Just because a pattern is unintended doesn't mean it doesn't exist.
I would be tempted to wear that suit.
Nah, if anyone says "it's okay to be white" they are either a Nazi are have fallen for a Nazi agitprop meme
Or they're putting up a sign that is uncontroversial at face value to troll reactionary people and bait them into doing/saying racist things in response to seeing it and make the latter look stupid.
Or they're in a context where they're saying the phrase legitimately, because the implication of that situation is otherwise.

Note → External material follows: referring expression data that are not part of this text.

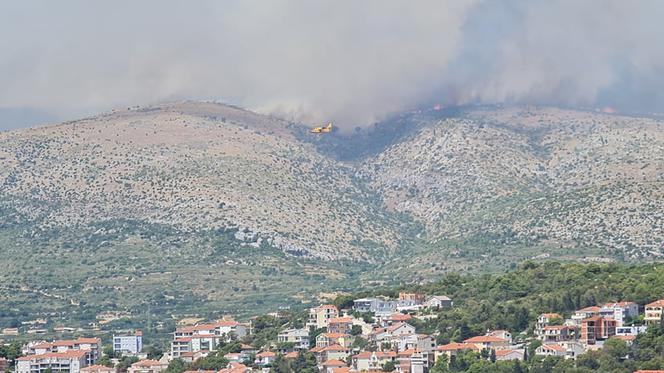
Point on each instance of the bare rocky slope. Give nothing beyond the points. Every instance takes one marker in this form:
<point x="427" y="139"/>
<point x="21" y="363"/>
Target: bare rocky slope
<point x="569" y="178"/>
<point x="199" y="203"/>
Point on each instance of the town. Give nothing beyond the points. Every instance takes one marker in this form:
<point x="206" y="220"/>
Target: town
<point x="361" y="335"/>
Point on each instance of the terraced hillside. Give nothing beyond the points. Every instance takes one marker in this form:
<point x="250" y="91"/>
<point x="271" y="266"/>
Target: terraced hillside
<point x="200" y="207"/>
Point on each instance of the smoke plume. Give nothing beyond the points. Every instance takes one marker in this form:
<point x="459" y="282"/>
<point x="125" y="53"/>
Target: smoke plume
<point x="353" y="62"/>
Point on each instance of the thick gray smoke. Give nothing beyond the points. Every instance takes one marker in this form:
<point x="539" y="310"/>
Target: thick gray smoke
<point x="348" y="61"/>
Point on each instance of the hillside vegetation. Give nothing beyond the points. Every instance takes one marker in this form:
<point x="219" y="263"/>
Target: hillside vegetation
<point x="197" y="207"/>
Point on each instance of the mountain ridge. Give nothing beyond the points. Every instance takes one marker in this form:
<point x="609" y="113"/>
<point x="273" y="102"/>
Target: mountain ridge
<point x="189" y="185"/>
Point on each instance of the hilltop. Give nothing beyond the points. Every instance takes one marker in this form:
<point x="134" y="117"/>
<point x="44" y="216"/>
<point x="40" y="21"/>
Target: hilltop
<point x="191" y="204"/>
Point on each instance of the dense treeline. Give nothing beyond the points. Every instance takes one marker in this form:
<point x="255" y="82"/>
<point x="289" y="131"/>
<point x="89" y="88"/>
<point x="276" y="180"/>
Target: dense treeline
<point x="514" y="299"/>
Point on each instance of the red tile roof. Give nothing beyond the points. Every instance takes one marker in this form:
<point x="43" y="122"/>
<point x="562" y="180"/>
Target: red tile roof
<point x="146" y="363"/>
<point x="339" y="320"/>
<point x="485" y="339"/>
<point x="657" y="303"/>
<point x="457" y="346"/>
<point x="507" y="352"/>
<point x="558" y="348"/>
<point x="399" y="317"/>
<point x="335" y="348"/>
<point x="334" y="363"/>
<point x="71" y="354"/>
<point x="97" y="368"/>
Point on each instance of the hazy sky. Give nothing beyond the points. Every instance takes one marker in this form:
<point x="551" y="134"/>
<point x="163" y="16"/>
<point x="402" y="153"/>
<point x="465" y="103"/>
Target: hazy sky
<point x="349" y="61"/>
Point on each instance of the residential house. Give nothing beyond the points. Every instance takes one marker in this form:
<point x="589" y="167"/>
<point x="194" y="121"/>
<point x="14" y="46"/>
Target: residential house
<point x="414" y="297"/>
<point x="628" y="339"/>
<point x="375" y="305"/>
<point x="147" y="366"/>
<point x="551" y="349"/>
<point x="414" y="361"/>
<point x="368" y="360"/>
<point x="653" y="312"/>
<point x="488" y="342"/>
<point x="128" y="343"/>
<point x="71" y="361"/>
<point x="400" y="329"/>
<point x="321" y="315"/>
<point x="543" y="320"/>
<point x="419" y="342"/>
<point x="335" y="352"/>
<point x="328" y="339"/>
<point x="298" y="337"/>
<point x="597" y="328"/>
<point x="504" y="334"/>
<point x="265" y="358"/>
<point x="439" y="301"/>
<point x="234" y="357"/>
<point x="631" y="330"/>
<point x="235" y="368"/>
<point x="97" y="369"/>
<point x="10" y="331"/>
<point x="395" y="318"/>
<point x="342" y="325"/>
<point x="92" y="346"/>
<point x="620" y="311"/>
<point x="508" y="354"/>
<point x="557" y="333"/>
<point x="180" y="346"/>
<point x="329" y="365"/>
<point x="585" y="313"/>
<point x="453" y="348"/>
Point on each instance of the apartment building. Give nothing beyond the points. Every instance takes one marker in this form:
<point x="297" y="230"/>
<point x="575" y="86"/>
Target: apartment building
<point x="56" y="362"/>
<point x="320" y="316"/>
<point x="128" y="343"/>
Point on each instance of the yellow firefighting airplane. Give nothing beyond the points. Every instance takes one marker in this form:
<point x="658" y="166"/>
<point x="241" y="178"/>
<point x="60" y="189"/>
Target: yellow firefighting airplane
<point x="326" y="129"/>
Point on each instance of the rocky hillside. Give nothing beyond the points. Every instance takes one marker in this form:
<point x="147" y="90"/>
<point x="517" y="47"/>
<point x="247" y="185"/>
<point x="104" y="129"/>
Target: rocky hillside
<point x="191" y="205"/>
<point x="531" y="177"/>
<point x="194" y="166"/>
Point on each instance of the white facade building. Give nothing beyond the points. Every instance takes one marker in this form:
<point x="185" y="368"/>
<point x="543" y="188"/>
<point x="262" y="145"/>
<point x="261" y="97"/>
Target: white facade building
<point x="128" y="344"/>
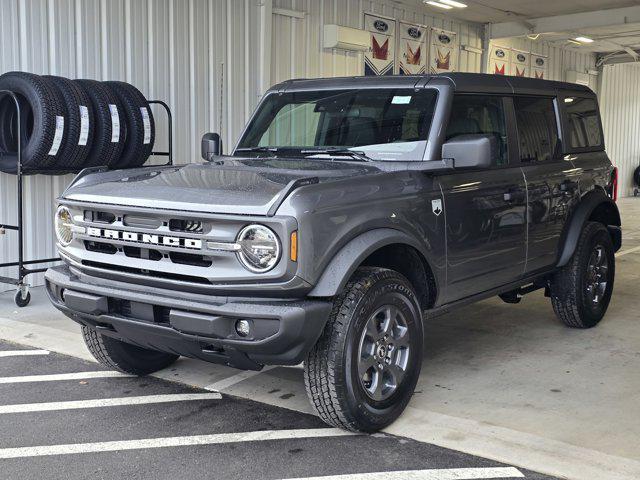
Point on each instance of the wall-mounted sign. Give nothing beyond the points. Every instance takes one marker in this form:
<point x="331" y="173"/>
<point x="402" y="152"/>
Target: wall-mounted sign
<point x="539" y="66"/>
<point x="444" y="51"/>
<point x="380" y="60"/>
<point x="520" y="63"/>
<point x="499" y="60"/>
<point x="412" y="57"/>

Human tendency to find "patterns" in things that *don't actually exist* is a real phenomenon. Confirmation bias, seeing "human" faces in things that are objectively nothing like human faces, anthropomorphism of "intention" in things that don't even contain nervous systems (aka "rocks want to fall"). These are not real patterns. Identifying them as such suggests we're not as good at distinguishing real patterns as we think.
A proper belief constrains anticipation of experience/observation. If the actual state of observed/experience thing isn't consistent with belief the correct response is to update the belief. In attributing faces to things that don't have them, we fail and should downgrade our evaluation of "pattern finding". False positives shouldn't be viewed as more useful than failing to see a particular/advanced pattern.
I'm gonna go ahead and "nope" this because you just made it up and it doesn't happen
I'm also gonna go ahead and "nope" this because, wow, you literally fell for the Nazi troll meme, nice job
The "it's okay to be white" signs actually were placed, and people interviewed gave the responses I describe. So I "nope" your fake refutation.
When there is racism against white people,
wow, you literally fell for the Nazi troll meme, nice job
That is all I have to say
There is racism from individuals plus society and then there is institutional racism. White people can suffer from the former but not the latter, in America.